Meet Greenplum 5: The World’s First Open-Source, Multi-Cloud Data Platform Built for Advanced Analytics

September 14, 2017 Cesar Rojas

The largest and most innovative organizations in the world have deployed Pivotal Greenplum, the leading massively parallel analytical data platform, to help solve their most strategic analytical challenges. Challenges from fraud management and risk analysis to cybersecurity and IoT. These, and other important analytical workloads, are technically impossible or cost-prohibitive to run on traditional data platforms. In 2015, Pivotal shook up the data warehouse and analytics industry by taking Greenplum open source.

Today we’re thrilled to announce the latest innovation to the most powerful, agile, and mission-critical data platform for advanced analytics: Pivotal Greenplum 5. This massive release centers around three significant new capabilities and improvements:

  • Multi-Cloud Deployment. Greenplum 5 is now certified and available on Amazon Web Services (AWS), Microsoft Azure, Google Cloud Platform (GCP), VMWare vSphere, and OpenStack in addition to currently supported on-premises options. Pivotal also offers deployment assistance and managed services on all these platforms.
  • Integrated Analytics.
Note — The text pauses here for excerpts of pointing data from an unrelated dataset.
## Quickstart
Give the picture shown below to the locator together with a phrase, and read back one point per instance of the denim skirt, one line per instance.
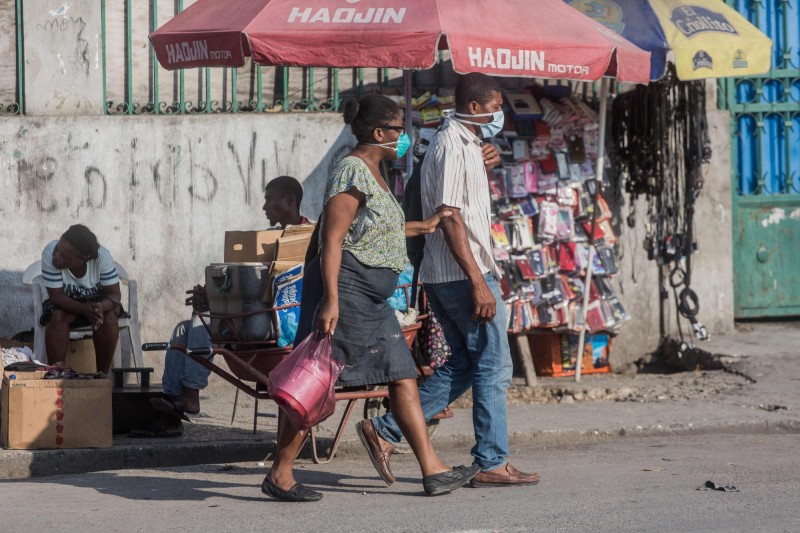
(368, 338)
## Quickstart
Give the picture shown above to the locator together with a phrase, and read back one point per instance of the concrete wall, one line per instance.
(712, 277)
(63, 58)
(159, 192)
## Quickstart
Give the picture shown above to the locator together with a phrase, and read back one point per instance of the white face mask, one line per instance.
(489, 129)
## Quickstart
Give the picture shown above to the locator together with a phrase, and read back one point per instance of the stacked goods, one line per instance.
(542, 219)
(254, 295)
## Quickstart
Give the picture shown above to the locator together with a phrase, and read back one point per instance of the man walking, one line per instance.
(461, 281)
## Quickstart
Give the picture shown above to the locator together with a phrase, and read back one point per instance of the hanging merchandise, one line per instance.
(661, 141)
(542, 204)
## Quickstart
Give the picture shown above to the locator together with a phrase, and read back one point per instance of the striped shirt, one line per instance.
(99, 272)
(453, 175)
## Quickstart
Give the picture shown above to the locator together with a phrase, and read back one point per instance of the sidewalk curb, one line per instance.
(24, 464)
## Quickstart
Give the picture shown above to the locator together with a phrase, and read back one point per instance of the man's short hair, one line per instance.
(475, 87)
(287, 185)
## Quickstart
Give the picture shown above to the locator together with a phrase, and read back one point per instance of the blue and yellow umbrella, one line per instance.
(708, 39)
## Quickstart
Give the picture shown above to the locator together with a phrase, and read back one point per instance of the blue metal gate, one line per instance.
(765, 161)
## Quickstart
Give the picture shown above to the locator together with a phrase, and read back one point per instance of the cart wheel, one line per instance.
(380, 406)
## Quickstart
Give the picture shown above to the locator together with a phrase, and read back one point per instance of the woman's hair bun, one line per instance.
(350, 110)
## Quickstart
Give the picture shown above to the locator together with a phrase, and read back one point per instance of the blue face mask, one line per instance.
(487, 130)
(401, 145)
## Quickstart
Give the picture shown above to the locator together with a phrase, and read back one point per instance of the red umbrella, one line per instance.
(519, 38)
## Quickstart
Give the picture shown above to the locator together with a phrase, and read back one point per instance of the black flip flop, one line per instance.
(157, 430)
(169, 406)
(298, 493)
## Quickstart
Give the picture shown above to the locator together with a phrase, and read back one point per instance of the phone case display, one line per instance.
(542, 208)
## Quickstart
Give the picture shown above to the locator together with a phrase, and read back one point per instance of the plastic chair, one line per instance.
(33, 277)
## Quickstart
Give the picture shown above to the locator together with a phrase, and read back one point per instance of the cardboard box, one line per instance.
(251, 246)
(40, 414)
(292, 248)
(554, 354)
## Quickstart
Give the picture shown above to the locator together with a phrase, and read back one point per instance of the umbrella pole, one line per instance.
(598, 180)
(407, 84)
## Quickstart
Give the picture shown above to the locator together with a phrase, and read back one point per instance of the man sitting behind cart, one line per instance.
(183, 378)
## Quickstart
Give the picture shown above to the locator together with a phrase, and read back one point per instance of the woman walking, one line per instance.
(362, 252)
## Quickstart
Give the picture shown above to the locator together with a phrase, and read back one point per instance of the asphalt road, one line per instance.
(622, 484)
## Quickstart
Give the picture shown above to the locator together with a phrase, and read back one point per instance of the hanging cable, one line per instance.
(661, 141)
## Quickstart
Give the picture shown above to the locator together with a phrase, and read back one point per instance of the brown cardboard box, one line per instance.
(251, 246)
(80, 356)
(54, 413)
(292, 248)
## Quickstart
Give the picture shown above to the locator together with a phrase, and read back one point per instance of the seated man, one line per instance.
(83, 290)
(183, 378)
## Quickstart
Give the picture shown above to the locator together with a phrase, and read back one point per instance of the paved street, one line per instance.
(620, 484)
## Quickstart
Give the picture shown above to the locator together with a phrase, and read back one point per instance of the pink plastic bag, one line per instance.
(303, 384)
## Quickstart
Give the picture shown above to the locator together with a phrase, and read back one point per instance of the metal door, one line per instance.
(765, 160)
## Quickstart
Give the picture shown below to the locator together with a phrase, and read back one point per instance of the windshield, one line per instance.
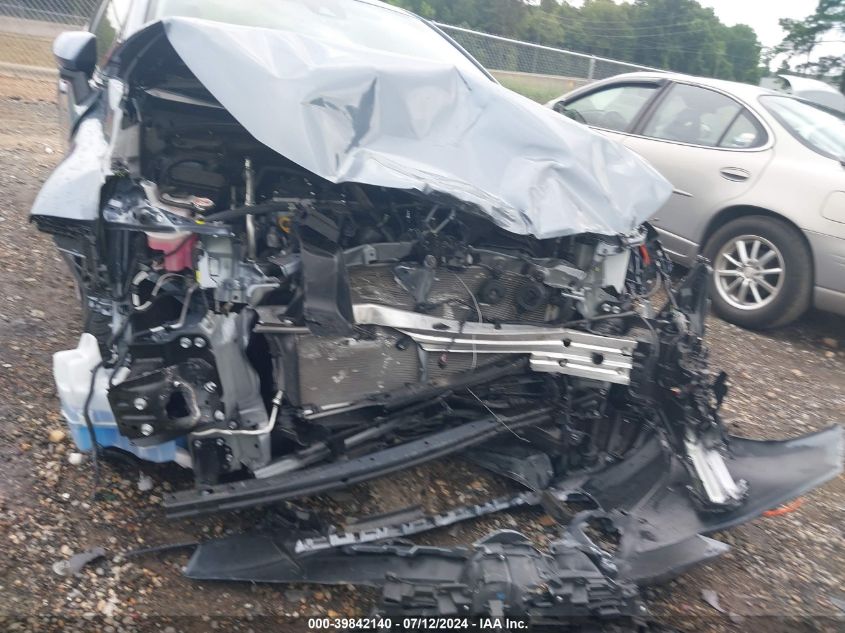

Greenplum 5 eliminates analytical silos by providing a single scale-out environment for next-generation advanced analytics (machine learning, graph, text, geospatial) as well traditional (BI/reporting) workloads.
  • Fast Development of Analytical Innovations. Open source community innovations combined with Pivotal Engineering agile development practices means faster delivery of analytical innovation for customers and the community.

Multi-Cloud Data Analytics

Run your analytics anywhere you need them

Support for analytics in multi-cloud environments is an important requirement for many organizations in 2017.

A major reason for that is that organizations are adopting the cloud on a project by project basis and in an incremental fashion. Often, different groups within the enterprise want the flexibility to instantiate and shut down their own analytical environments in Amazon Web Services (AWS), Microsoft Azure, Google Cloud Platform (GCP), or private clouds. They want the freedom to select the best cloud platform for each project and workload based on ease of use, performance, and total cost of ownership. Just as important, organizations want the elasticity and disaster recovery capabilities that multiple cloud environments enable. The present and future of analytics is multi-cloud.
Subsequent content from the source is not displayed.